Purely and simply, what happened in this case is that government investigators screwed up, and yet the government in its zeal to crack down on suppliers of illegal steroids to baseball players tried to get away with what the investigators did anyway. At a deeper level of analysis, this ruling realistically reflects the difference between searching for evidence in a computing system versus in the physical world. In a computing system, once someone, a.k.a. an investigator, has root or Administrator privileges on that system, that person can now access virtually every file and directory in that machine. An investigator in the proverbial heat of battle might very well be tempted to “take a shortcut,” so to speak, by accessing files that are not specified in a warrant. I suspect that a fair proportion of investigators feel that because they are in “cyberspace,” they will somehow not get caught.

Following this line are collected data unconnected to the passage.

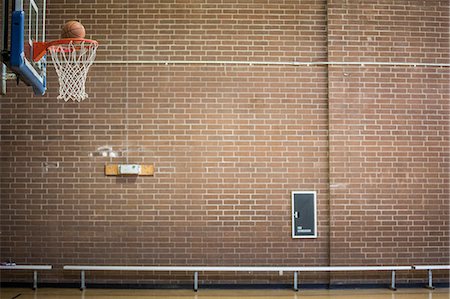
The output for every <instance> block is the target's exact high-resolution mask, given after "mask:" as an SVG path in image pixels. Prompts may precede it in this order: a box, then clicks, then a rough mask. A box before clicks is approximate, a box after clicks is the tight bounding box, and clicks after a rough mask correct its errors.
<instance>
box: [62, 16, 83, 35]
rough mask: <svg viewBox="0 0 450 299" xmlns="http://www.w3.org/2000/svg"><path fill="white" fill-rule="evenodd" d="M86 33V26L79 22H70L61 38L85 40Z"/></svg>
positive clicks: (64, 28) (64, 29)
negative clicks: (80, 39)
mask: <svg viewBox="0 0 450 299" xmlns="http://www.w3.org/2000/svg"><path fill="white" fill-rule="evenodd" d="M85 36H86V31H85V29H84V26H83V25H81V23H80V22H78V21H74V20H73V21H68V22H67V23H66V24H64V26H63V28H62V31H61V38H84V37H85Z"/></svg>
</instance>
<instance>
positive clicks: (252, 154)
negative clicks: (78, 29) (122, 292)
mask: <svg viewBox="0 0 450 299" xmlns="http://www.w3.org/2000/svg"><path fill="white" fill-rule="evenodd" d="M48 2H49V3H48V4H47V5H48V6H47V8H48V9H47V18H48V22H47V24H48V39H56V38H58V36H59V33H60V28H61V25H62V24H63V23H64V22H65V21H66V20H69V19H79V20H81V22H82V23H83V24H84V26H85V27H86V31H87V32H88V36H89V37H90V38H92V39H96V40H98V41H99V42H100V44H101V46H100V49H99V52H98V56H97V59H96V61H97V62H98V63H96V64H95V65H94V66H93V67H92V69H91V72H90V73H89V79H88V82H87V93H88V94H89V98H88V99H87V100H85V101H84V102H81V103H73V102H68V103H64V102H63V101H61V100H57V99H56V96H57V94H58V82H57V78H56V75H55V72H54V70H53V68H52V66H51V65H50V66H49V71H48V73H49V82H48V86H49V88H48V92H47V94H46V95H45V96H44V97H35V96H33V95H32V93H31V92H30V90H29V89H28V88H26V87H25V86H24V85H23V84H22V83H21V84H19V85H18V86H15V84H14V83H13V82H8V94H7V95H6V96H2V98H1V101H0V110H1V202H0V205H1V206H0V207H1V209H0V210H1V211H0V212H1V220H0V221H1V235H0V241H1V244H0V246H1V247H0V250H1V251H0V259H1V261H4V260H7V259H9V258H11V259H13V260H15V261H16V262H17V263H32V264H36V263H45V264H53V265H54V268H55V270H54V271H52V272H51V273H42V274H43V276H42V279H43V280H44V281H47V282H74V281H76V280H77V279H78V273H71V272H67V271H62V270H61V269H62V265H65V264H96V265H305V266H306V265H310V266H313V265H316V266H325V265H397V264H399V265H410V264H420V263H431V264H448V263H449V262H450V261H449V255H450V249H449V247H450V244H449V222H450V221H449V208H450V207H449V201H448V198H449V194H450V192H449V170H450V167H449V147H450V146H449V137H448V136H449V132H450V129H449V108H450V107H449V86H448V82H449V71H448V67H439V66H430V65H427V66H423V65H421V63H427V64H433V63H437V64H443V63H449V62H450V59H449V54H448V53H449V32H448V24H449V3H448V1H426V2H425V1H418V0H417V1H403V0H402V1H396V4H395V5H394V4H391V3H390V2H391V1H382V0H377V1H366V0H363V1H356V0H351V1H345V3H342V2H343V1H338V0H329V1H328V3H327V1H322V0H320V1H319V0H308V1H289V0H283V1H282V0H280V1H272V0H271V1H268V0H264V1H257V0H249V1H228V0H227V1H211V0H203V1H175V0H174V1H163V0H159V1H138V0H132V1H127V3H123V2H124V1H101V0H97V1H61V0H59V1H48ZM118 61H128V62H130V63H128V64H126V63H118ZM150 61H171V62H176V63H167V64H166V63H149V62H150ZM197 61H204V62H205V63H195V62H197ZM233 61H234V62H236V63H235V64H229V62H233ZM242 61H245V62H254V64H252V65H249V64H242V63H238V62H242ZM327 61H329V62H347V63H349V64H342V65H336V64H334V65H326V64H324V65H320V64H317V63H318V62H327ZM182 62H183V63H182ZM260 62H268V63H269V62H271V63H272V64H268V65H263V64H260ZM273 62H276V63H286V64H273ZM292 62H310V63H311V64H310V65H292V64H290V63H292ZM352 62H365V63H367V64H365V65H362V66H361V65H359V64H357V65H352V64H351V63H352ZM374 62H379V63H381V64H378V65H373V64H370V63H374ZM387 62H396V63H413V64H414V63H417V65H416V66H413V65H403V66H402V65H400V66H393V65H383V64H382V63H387ZM103 146H109V147H112V149H113V150H114V151H116V152H117V153H118V155H119V156H118V157H102V156H101V155H99V154H98V152H97V149H98V148H100V147H103ZM127 162H129V163H136V164H154V165H155V168H156V172H155V175H154V176H153V177H106V176H105V175H104V173H103V168H104V165H105V164H107V163H127ZM297 190H316V191H317V192H318V222H319V223H318V234H319V237H318V238H317V239H292V238H291V197H290V194H291V191H297ZM433 274H435V277H436V279H437V280H439V279H440V280H444V281H445V280H446V279H448V274H447V275H446V274H445V273H439V272H436V273H433ZM1 275H2V277H1V280H2V281H27V280H29V277H28V276H29V275H27V274H26V273H7V276H6V275H5V273H1ZM89 277H90V278H92V277H95V278H96V281H98V282H108V283H163V284H168V283H190V281H191V279H192V278H191V277H190V274H188V273H186V274H183V273H181V274H171V275H170V276H169V275H168V274H164V273H155V274H149V273H144V274H143V273H131V274H125V273H120V274H118V273H115V274H114V273H95V274H94V273H92V274H89ZM419 277H420V275H419V276H412V275H411V274H402V273H398V280H399V282H408V281H413V282H414V281H422V280H418V279H419ZM201 281H202V282H203V283H208V282H210V283H237V282H239V283H243V282H244V283H248V282H253V283H267V282H270V283H290V281H291V277H290V276H289V275H284V276H278V275H271V274H239V275H237V274H235V273H232V274H227V273H214V274H208V275H206V274H205V275H202V277H201ZM302 281H303V282H309V283H329V282H331V283H350V282H360V281H361V282H366V283H367V282H373V281H387V279H386V277H384V276H378V275H373V274H370V275H367V276H362V275H360V274H358V275H356V276H349V277H343V276H339V275H328V274H320V275H317V274H309V275H306V276H303V275H302Z"/></svg>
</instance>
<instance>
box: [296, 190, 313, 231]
mask: <svg viewBox="0 0 450 299" xmlns="http://www.w3.org/2000/svg"><path fill="white" fill-rule="evenodd" d="M316 198H317V194H316V192H315V191H293V192H292V238H317V208H316V207H317V204H316V201H317V199H316Z"/></svg>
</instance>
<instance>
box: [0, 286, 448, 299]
mask: <svg viewBox="0 0 450 299" xmlns="http://www.w3.org/2000/svg"><path fill="white" fill-rule="evenodd" d="M13 298H14V299H16V298H17V299H44V298H45V299H78V298H79V299H88V298H89V299H110V298H113V299H125V298H131V299H144V298H149V299H156V298H166V299H176V298H177V299H178V298H179V299H237V298H245V299H272V298H274V299H275V298H277V299H301V298H312V299H324V298H328V299H329V298H337V299H449V298H450V289H448V288H439V289H435V290H433V291H429V290H427V289H398V290H397V291H395V292H394V291H390V290H388V289H361V290H300V291H299V292H294V291H290V290H210V289H209V290H201V289H200V290H199V291H198V292H194V291H192V290H111V289H87V290H85V291H84V292H81V291H80V290H78V289H55V288H41V289H38V290H36V291H33V290H31V289H22V288H4V289H1V290H0V299H13Z"/></svg>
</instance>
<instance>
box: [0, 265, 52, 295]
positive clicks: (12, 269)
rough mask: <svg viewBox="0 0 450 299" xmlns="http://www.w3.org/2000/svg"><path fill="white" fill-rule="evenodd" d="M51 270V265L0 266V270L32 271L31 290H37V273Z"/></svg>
mask: <svg viewBox="0 0 450 299" xmlns="http://www.w3.org/2000/svg"><path fill="white" fill-rule="evenodd" d="M51 269H52V266H51V265H0V270H33V290H35V289H37V271H38V270H51Z"/></svg>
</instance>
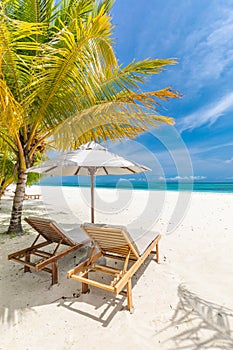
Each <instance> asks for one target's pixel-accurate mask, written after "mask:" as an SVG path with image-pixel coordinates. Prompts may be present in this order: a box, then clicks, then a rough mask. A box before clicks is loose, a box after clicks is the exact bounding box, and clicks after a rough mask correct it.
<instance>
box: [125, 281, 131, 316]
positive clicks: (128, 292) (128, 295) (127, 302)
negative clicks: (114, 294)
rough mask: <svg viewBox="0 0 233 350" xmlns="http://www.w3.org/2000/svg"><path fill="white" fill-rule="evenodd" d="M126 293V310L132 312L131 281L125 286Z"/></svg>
mask: <svg viewBox="0 0 233 350" xmlns="http://www.w3.org/2000/svg"><path fill="white" fill-rule="evenodd" d="M126 291H127V304H128V310H129V311H132V310H133V300H132V284H131V279H130V280H129V282H128V283H127V284H126Z"/></svg>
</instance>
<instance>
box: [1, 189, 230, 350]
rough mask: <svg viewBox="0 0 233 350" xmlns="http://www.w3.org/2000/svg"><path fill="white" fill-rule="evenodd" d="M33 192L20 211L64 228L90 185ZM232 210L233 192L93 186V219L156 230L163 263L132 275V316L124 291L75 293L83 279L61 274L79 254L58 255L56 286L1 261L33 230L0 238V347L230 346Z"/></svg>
mask: <svg viewBox="0 0 233 350" xmlns="http://www.w3.org/2000/svg"><path fill="white" fill-rule="evenodd" d="M39 190H41V193H42V198H41V199H39V200H38V199H37V200H36V199H34V200H33V199H32V200H26V201H25V206H24V216H29V215H31V216H36V215H43V216H50V217H51V218H53V219H55V220H56V221H59V222H62V223H64V224H66V223H77V224H78V223H81V222H84V221H89V220H90V209H89V208H88V201H89V195H90V191H89V189H78V188H69V187H67V188H64V187H63V188H59V187H43V188H38V187H36V188H31V189H29V190H28V192H29V191H30V193H35V192H36V193H38V191H39ZM189 199H190V202H189V203H188V200H189ZM11 205H12V198H10V197H9V196H6V197H5V198H4V199H3V200H2V201H1V202H0V207H1V210H0V217H1V231H2V232H3V231H4V230H5V229H6V227H7V224H8V222H9V215H10V207H11ZM232 208H233V195H232V194H211V193H208V194H206V193H193V194H192V198H189V194H188V193H178V192H177V193H176V192H167V193H163V192H156V191H154V192H146V191H128V190H126V191H122V190H121V191H115V190H107V189H97V191H96V222H105V223H112V224H124V225H127V227H128V229H129V231H130V229H133V227H140V228H141V230H142V232H143V230H147V229H151V228H155V229H156V230H157V231H159V232H161V234H162V235H163V237H162V240H161V244H160V252H161V254H160V264H156V263H155V262H154V261H150V262H147V263H146V264H145V265H144V266H143V267H142V269H140V271H138V272H137V274H136V276H135V277H134V278H133V285H134V287H133V303H134V308H135V311H134V313H133V314H130V313H129V312H128V311H126V310H125V306H126V300H125V298H124V297H123V296H117V297H115V296H114V295H112V294H109V293H107V292H104V291H102V290H100V289H96V288H92V287H91V288H90V289H91V291H90V293H89V294H85V295H80V296H79V294H80V284H79V283H78V282H75V281H73V280H67V278H66V275H67V271H68V270H69V269H70V268H72V267H73V266H74V264H75V263H76V262H77V256H78V254H76V255H75V253H74V254H71V255H70V256H66V257H65V258H64V259H62V260H60V261H59V284H58V285H54V286H52V287H51V276H50V275H49V274H47V273H45V272H43V271H41V272H37V273H36V272H32V273H26V274H24V273H23V267H22V266H21V265H19V264H17V263H14V262H12V261H8V260H7V255H8V254H9V253H12V252H14V251H16V250H19V249H22V248H24V247H26V246H27V245H28V244H31V243H32V241H33V237H34V234H30V235H26V236H23V237H16V238H9V237H6V235H0V297H1V299H0V300H1V305H0V318H1V325H0V350H11V349H12V350H26V349H28V350H37V349H39V350H40V349H41V350H42V349H43V350H44V349H46V348H48V349H50V350H53V349H54V350H70V349H71V350H77V349H82V348H85V349H88V350H89V349H103V350H105V349H111V350H114V349H127V350H128V349H153V350H155V349H156V350H157V349H174V350H175V349H190V350H191V349H232V348H233V298H232V295H233V275H232V272H233V229H232V222H233V221H232ZM181 219H182V221H181ZM180 221H181V222H180ZM25 228H26V229H27V230H28V226H26V225H25ZM82 253H84V252H83V251H81V253H80V254H82ZM80 254H79V255H80ZM74 256H76V258H74ZM62 297H65V298H63V299H62Z"/></svg>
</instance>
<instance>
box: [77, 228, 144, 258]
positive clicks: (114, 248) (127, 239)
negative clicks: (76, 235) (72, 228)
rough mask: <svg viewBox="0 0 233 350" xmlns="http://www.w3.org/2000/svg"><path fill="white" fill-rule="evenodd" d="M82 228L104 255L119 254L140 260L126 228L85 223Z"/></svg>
mask: <svg viewBox="0 0 233 350" xmlns="http://www.w3.org/2000/svg"><path fill="white" fill-rule="evenodd" d="M81 228H82V229H83V230H84V231H85V232H86V234H87V235H88V236H89V237H90V239H91V240H92V241H93V243H95V244H97V246H98V248H99V250H100V251H101V252H102V253H103V254H117V255H121V256H127V254H128V252H129V250H130V258H133V259H138V258H139V252H138V249H137V247H136V245H135V244H134V242H133V240H132V238H131V237H130V235H129V234H128V232H127V230H126V228H125V227H124V226H113V225H111V226H110V225H103V224H90V223H85V224H83V225H81Z"/></svg>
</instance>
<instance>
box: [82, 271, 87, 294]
mask: <svg viewBox="0 0 233 350" xmlns="http://www.w3.org/2000/svg"><path fill="white" fill-rule="evenodd" d="M83 277H84V278H88V273H86V274H85V275H84V276H83ZM87 292H88V284H86V283H82V293H83V294H86V293H87Z"/></svg>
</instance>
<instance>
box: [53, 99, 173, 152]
mask: <svg viewBox="0 0 233 350" xmlns="http://www.w3.org/2000/svg"><path fill="white" fill-rule="evenodd" d="M161 123H166V124H170V125H173V124H174V121H173V119H172V118H169V117H165V116H160V115H156V114H155V113H153V112H151V111H150V110H146V109H145V108H144V107H143V106H141V105H139V104H133V103H120V102H118V103H117V102H115V103H114V102H107V103H103V104H100V105H97V106H93V107H91V108H89V109H87V110H84V111H81V112H79V113H77V114H76V116H75V117H73V118H72V119H67V120H66V121H65V122H64V123H62V124H60V125H59V127H58V128H57V129H56V130H55V132H53V135H54V144H55V146H56V147H57V148H59V149H62V150H67V149H69V148H72V147H76V146H77V145H78V144H81V143H83V142H87V141H90V140H96V141H99V140H100V139H102V140H106V139H107V138H109V139H110V140H123V139H124V138H126V137H127V138H134V137H136V136H137V135H139V134H140V133H142V132H144V131H148V130H149V128H150V127H151V126H154V127H158V126H159V125H160V124H161Z"/></svg>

In contrast, in physical investigations numerous physical barriers, many of which occlude physical objects from view let alone prevent physical access, are almost always present. Suppose, for example, that law enforcement has obtained a search warrant that allows investigators to enter an apartment of a suspected criminal. After entering that apartment, investigators are not likely to see certain things in the apartment—hard to find trap doors that lead to vaults or other rooms, ventilation and heating ducts in which contraband or evidence many be hidden, and so on. Furthermore, the search warrant used for access to this apartment will not allow access to the apartment next door after clues about the use of the next door apartment in a crime are discovered in the first apartment. The negative consequences of law enforcement entering the second apartment without a warrant serve as a strong deterrent to doing so.

Alex Stamos of iSEC Partners Inc. has added even more intrigue to legal issues surrounding electronic searches by arguing that the recent ruling in the case of the drug testing company is not likely to apply to information stored as part of software as a service (SaaS) as opposed to information stored on a company computer because there are fewer legal obstacles to accessing the former. I fail to comprehend Stamos’ reasoning. Just because information is owned by a variety of organizations happens to reside on a single computer does not allow someone with a warrant to obtain information belonging to company A to access company B’s information any more than the investigators in the case of the drug testing company’s computer. But who knows—Stamos could possibly turn out to be right. In a country with common law, as in the US, laws are passed, but their meaning is defined by court rulings. So let’s wait for the first ruling concerning a law enforcement search of a SaaS-related database to occur. Whatever the outcome is, rest assured it will again be intriguing.